Begging and exploitation of children to panhandle in the streets - children are often maimed for an increased pity factor to prey on potential donors to their pleas forced by a handler who demands they sell trinkets or beg cash from persons on the street. These children are monitored by traffickers and often beaten or have food withheld if they do not sell their quota for the day.
The issues of demand on our part can be addressed in a variety of responses.
Learn more about how well companies you purchase from are doing in knowing that their supply chain is slave free or fair trade. See these websites for more information: www.betterworldshopper.org and free2work.org home A good book to grasp this is: "Everyday Justice" by Julie Clawson (2009).
Ending demand for the commercial sexual exploitation of women and children is an issue of morality and public health that can be addressed by the church and organizations concerned for public health and the welfare of women and children.
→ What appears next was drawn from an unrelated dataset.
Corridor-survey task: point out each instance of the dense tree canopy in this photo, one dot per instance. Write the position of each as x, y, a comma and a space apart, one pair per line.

Be sure to see the demand section on www.sharedhope.org. Many children who endure abuse at home runaway. Nationally, 1 in 3 runaways are reported as trafficked in to the sex industry within 48 hours of leaving home.
The church also needs to begin to teach children in their congregations and in public schools of the practice of grooming and recruitment that might make them vulnerable and how to not be tricked into the path that leads to running away and other exploitation. There are resources for parents and church staff available to start NOW teaching youth about human trafficking. Consider: www.purehope.net as an existing curriculum "p.u.r.e.Justice" a white paper exists at: here.
Additional resources through the Salvation Army's Initiative Against Sexual Trafficking campaign. www.iast.net
There is not just one way to activate on this issue - there is a plethora of possible responses and is only limited by our personal creativity. We also don't have to re-invent the wheel in many areas and through many current organizations you can find a means to actively find solutions for personal purchases and other means to address the demand issues.